A dramatic, hyperbolic, and tense afternoon passed in Washington today. In the end, the House passed a bill purposed to reform the health insurance industry. My favourite hyperbole of the day was the charge of communism coming from the Right, over and over, as though they were serious.
Communism.
It actually makes sense that the slings designed to cause the most panicked disruption at this stage of the process would name the ghosts of enemies and abuse victims. Because who are you always afraid of? Your skeletons.
The Soviet Union is dead and gone, buried under market pressure. But the commies still want us all dead, right? And they have good reason, don’t they? We know we undermined our own principles, degraded ourselves, to be rid of them here and abroad. So even though the enemy is dead, we fear the retributive ghost.
It’s the same reasoning behind hurling racial epithets and homophobic slurs at lawmakers on their way in to debate a bill: it’s no accident that we’re afraid that the blacks and gays are out to get us, and so of course we try to intimidate, marginalize, demonize, and Other them right up until the last minute.
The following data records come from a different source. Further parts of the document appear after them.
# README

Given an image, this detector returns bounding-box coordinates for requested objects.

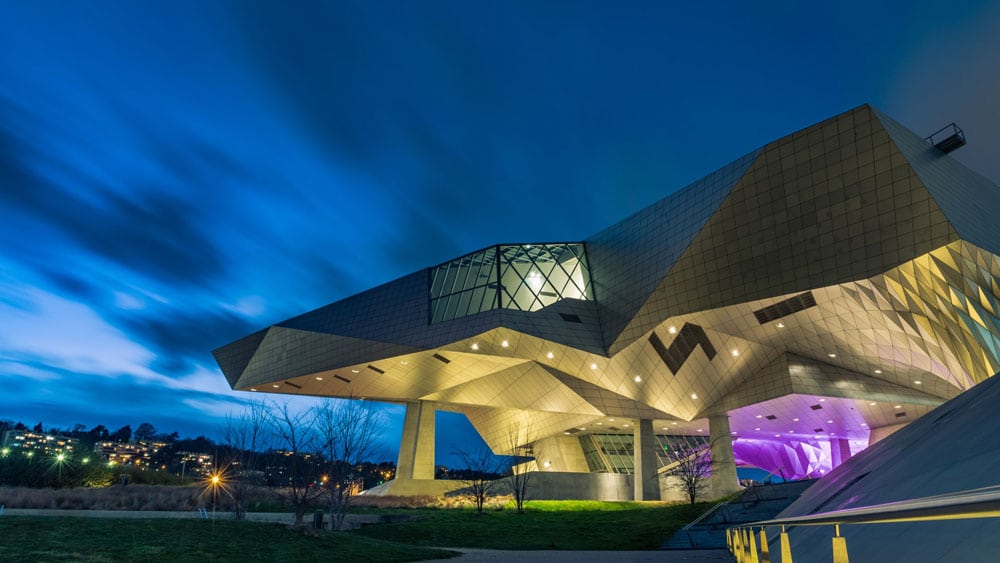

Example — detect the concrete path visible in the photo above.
[0,508,398,530]
[0,508,733,563]
[441,547,733,563]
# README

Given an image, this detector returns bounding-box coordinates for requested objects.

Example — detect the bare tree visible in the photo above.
[268,403,320,527]
[454,444,505,513]
[507,425,535,514]
[223,401,271,520]
[316,399,383,530]
[668,443,712,504]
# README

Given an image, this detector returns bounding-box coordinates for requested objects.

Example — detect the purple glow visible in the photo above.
[733,438,868,481]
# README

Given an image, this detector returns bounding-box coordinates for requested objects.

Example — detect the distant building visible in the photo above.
[94,440,167,468]
[3,430,80,457]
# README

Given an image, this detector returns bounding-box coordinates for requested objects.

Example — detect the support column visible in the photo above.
[708,413,740,498]
[396,401,434,480]
[632,420,660,500]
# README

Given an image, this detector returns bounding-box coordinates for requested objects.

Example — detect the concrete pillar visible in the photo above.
[632,420,660,500]
[708,413,741,498]
[533,436,590,473]
[830,438,851,469]
[396,401,434,480]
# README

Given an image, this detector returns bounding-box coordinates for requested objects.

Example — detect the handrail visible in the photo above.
[726,485,1000,563]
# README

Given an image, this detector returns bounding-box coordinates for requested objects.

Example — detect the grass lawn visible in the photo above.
[353,501,712,550]
[0,516,455,562]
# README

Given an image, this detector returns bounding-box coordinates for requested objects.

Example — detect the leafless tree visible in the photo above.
[507,425,535,514]
[222,401,271,520]
[454,444,505,513]
[268,403,320,527]
[316,398,384,530]
[668,443,712,504]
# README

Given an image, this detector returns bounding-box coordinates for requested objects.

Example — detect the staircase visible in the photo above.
[660,479,816,549]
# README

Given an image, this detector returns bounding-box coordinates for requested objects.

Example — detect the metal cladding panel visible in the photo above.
[778,376,1000,561]
[212,329,270,386]
[584,151,759,352]
[616,106,958,353]
[874,110,1000,254]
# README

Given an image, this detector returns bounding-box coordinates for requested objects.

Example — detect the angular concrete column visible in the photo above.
[632,420,660,500]
[396,401,434,480]
[830,438,851,469]
[708,413,741,498]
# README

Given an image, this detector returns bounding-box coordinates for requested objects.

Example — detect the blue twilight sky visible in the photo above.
[0,0,1000,468]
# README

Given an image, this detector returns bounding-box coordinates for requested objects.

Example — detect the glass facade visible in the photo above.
[580,434,708,474]
[430,243,594,323]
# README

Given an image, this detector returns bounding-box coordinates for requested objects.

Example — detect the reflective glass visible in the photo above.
[430,243,594,323]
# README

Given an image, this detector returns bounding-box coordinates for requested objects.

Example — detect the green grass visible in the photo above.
[0,516,454,562]
[354,501,711,550]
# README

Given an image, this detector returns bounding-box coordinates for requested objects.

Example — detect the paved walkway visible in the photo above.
[441,547,733,563]
[3,508,398,530]
[3,508,733,563]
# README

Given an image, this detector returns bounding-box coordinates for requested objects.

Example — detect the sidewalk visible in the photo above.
[441,547,733,563]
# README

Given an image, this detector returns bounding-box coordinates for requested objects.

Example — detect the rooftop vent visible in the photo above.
[753,291,816,324]
[925,123,965,154]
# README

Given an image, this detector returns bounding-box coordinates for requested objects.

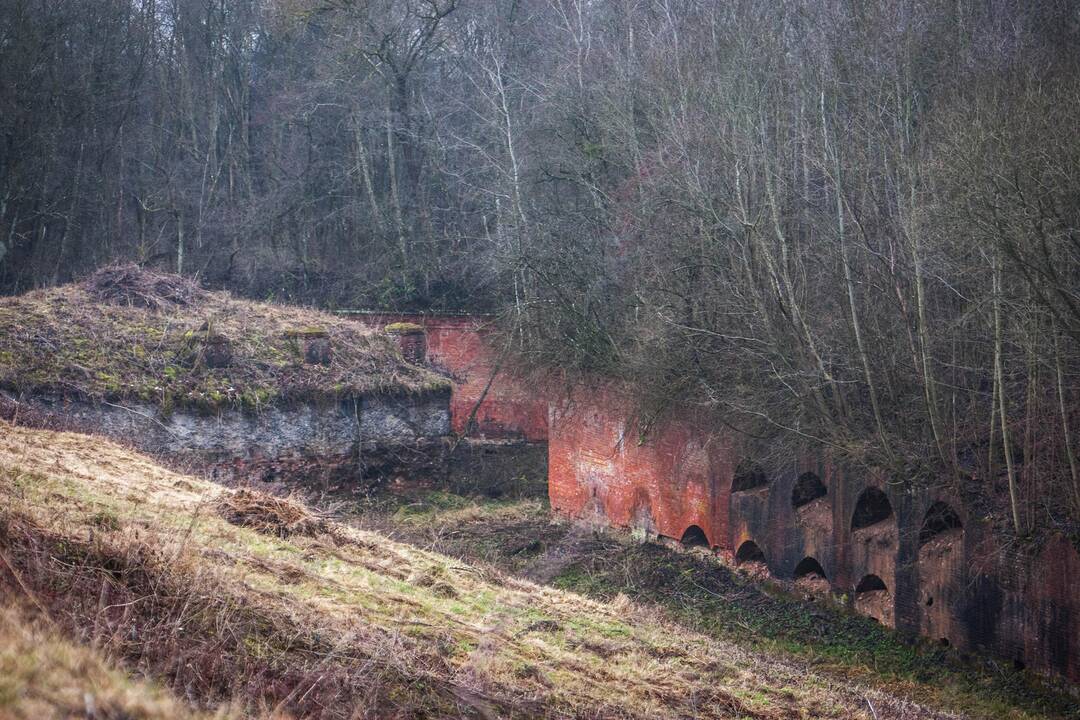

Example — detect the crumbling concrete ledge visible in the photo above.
[0,391,450,481]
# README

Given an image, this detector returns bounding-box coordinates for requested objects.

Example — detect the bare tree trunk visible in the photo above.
[1051,326,1080,512]
[993,250,1022,535]
[821,93,895,463]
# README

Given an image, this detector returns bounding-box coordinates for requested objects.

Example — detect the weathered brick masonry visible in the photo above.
[349,315,1080,681]
[549,384,1080,681]
[355,313,548,443]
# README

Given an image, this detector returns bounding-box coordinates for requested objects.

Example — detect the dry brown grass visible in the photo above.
[0,266,449,410]
[0,598,232,720]
[0,425,946,718]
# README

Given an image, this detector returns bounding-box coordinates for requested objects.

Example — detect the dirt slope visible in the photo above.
[0,424,963,718]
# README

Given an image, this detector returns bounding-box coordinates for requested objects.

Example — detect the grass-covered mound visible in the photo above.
[0,266,448,410]
[0,424,935,719]
[0,598,223,720]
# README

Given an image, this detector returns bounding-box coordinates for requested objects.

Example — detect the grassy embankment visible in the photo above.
[378,492,1080,719]
[0,600,227,720]
[0,424,954,718]
[0,266,449,411]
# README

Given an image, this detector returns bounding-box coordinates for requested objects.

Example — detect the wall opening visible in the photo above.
[679,525,711,547]
[795,557,829,595]
[735,540,765,565]
[731,460,769,492]
[855,574,894,627]
[795,557,825,580]
[851,488,892,531]
[919,502,963,547]
[792,473,828,510]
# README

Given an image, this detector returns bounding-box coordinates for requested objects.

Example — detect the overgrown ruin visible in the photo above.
[3,278,1080,681]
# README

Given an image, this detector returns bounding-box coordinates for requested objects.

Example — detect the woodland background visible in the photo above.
[0,0,1080,538]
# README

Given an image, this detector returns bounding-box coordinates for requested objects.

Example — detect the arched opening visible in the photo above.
[731,460,769,492]
[855,575,889,595]
[795,557,825,580]
[735,540,765,565]
[795,557,828,595]
[855,574,894,627]
[851,488,892,532]
[679,525,711,547]
[919,502,963,547]
[792,473,828,510]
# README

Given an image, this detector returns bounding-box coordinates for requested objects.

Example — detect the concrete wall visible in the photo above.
[0,392,449,480]
[352,313,548,443]
[549,384,1080,681]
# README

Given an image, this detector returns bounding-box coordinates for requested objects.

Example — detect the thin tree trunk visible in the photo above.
[1051,326,1080,512]
[821,93,895,463]
[994,250,1022,535]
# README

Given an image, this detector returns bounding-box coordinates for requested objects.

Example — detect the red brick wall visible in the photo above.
[548,384,733,547]
[548,382,1080,680]
[349,315,1080,680]
[347,313,548,443]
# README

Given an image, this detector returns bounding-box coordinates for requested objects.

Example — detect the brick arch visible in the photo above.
[679,525,713,547]
[919,500,963,548]
[735,540,768,565]
[731,460,769,493]
[854,573,896,627]
[913,500,966,644]
[792,472,828,510]
[851,486,896,532]
[792,555,828,580]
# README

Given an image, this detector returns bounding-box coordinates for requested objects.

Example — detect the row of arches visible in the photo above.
[731,462,828,510]
[679,496,963,557]
[725,462,963,547]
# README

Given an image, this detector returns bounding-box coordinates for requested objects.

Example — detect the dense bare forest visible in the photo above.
[0,0,1080,535]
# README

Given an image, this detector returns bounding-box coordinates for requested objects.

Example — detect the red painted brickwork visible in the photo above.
[347,314,548,443]
[548,385,733,548]
[347,315,1080,681]
[548,382,1080,681]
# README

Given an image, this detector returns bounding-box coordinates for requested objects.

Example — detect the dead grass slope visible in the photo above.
[0,424,950,718]
[0,601,225,720]
[0,266,448,409]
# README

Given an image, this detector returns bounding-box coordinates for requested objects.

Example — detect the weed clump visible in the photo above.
[84,262,206,311]
[216,488,329,539]
[0,264,449,416]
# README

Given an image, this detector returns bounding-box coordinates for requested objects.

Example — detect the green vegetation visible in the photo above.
[0,425,941,720]
[371,491,1080,718]
[0,598,217,720]
[0,268,448,411]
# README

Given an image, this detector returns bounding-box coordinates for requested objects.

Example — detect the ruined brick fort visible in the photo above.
[356,314,1080,682]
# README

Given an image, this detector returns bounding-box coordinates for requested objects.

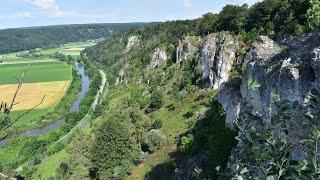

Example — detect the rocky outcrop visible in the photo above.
[197,34,238,89]
[124,36,140,53]
[116,65,128,85]
[149,48,168,68]
[176,36,201,66]
[137,74,149,84]
[218,33,320,173]
[218,34,320,124]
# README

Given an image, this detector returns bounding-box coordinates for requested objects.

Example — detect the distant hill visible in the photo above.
[0,23,147,53]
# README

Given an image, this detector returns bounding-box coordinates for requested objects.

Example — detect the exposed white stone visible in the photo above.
[150,48,168,68]
[124,36,140,53]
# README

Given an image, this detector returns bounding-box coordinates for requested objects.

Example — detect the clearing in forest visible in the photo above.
[0,61,72,111]
[0,81,70,111]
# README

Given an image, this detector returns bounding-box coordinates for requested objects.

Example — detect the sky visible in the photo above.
[0,0,258,29]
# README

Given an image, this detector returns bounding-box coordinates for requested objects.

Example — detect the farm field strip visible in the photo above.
[0,81,70,111]
[0,59,57,66]
[0,61,72,85]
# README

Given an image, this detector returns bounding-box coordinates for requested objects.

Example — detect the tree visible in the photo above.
[308,0,320,29]
[90,117,134,179]
[0,65,46,132]
[146,89,164,113]
[200,13,218,35]
[218,4,248,33]
[146,129,165,152]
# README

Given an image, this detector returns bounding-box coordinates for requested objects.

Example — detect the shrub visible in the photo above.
[152,119,163,129]
[146,89,164,113]
[179,135,196,155]
[146,129,165,152]
[90,116,134,179]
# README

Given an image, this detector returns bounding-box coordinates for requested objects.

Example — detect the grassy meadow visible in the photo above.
[36,42,96,57]
[0,61,72,85]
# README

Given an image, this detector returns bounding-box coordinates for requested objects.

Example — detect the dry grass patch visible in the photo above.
[0,81,70,111]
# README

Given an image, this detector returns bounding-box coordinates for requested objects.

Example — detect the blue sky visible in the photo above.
[0,0,258,29]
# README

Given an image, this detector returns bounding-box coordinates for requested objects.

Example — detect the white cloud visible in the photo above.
[236,0,262,5]
[0,12,35,20]
[183,0,192,8]
[24,0,63,17]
Back to communism: Get over it.
Maybe it’s my Canadian heritage informing my attitude here. For Canadians the USSR stopped being a threat to anything back in 1972 when Ken Dryden and Bobby Clarke led the Canadians to a dramatic victory over the Russian Red Army team in hockey’s Summit Series. See, we beat the commies; proved them mortal; ended their terrorizing reputation.
But the Americans never got their satisfactory victory over the Russians. Not even the 1980 Miracle On Ice counted, in their mind, as a real victory: because Americans don’t respect hockey the way real men do. But the Russians respect hockey, and they knew after 1972 that Canada was not to be trifled with. See, America, you had no reason to fear the Russians invading across the Bering Strait: after 1972 they would have stopped at Anchorage and quaked in their boots before trying to cross into British Columbia.
American dread of the Red Menace (truly irrational for the post Summit-Series 70’s and 80’s) continued, but with no chance at a confrontational victory the Americans resorted to telling themselves stories about defeating the enemy: Red Dawn, Rocky IV . When the Soviet Union finally collapsed inward, the only victory the Americans could claim was in fiction.
And an enemy you only defeat in your minds can just as easily return from the depths of your imagination to threaten you again.
So, Right, the next time you think to utter “communism” and you mean it seriously as a criticism of an act of American legislation, wonder to yourself if you aren’t just dreading the consequence letting yourself cry “Wolverines!!” too enthusiastically: now you fear Ivan Drago will come out of the shadows to kill Carl Weathers and promise that “You will lose.”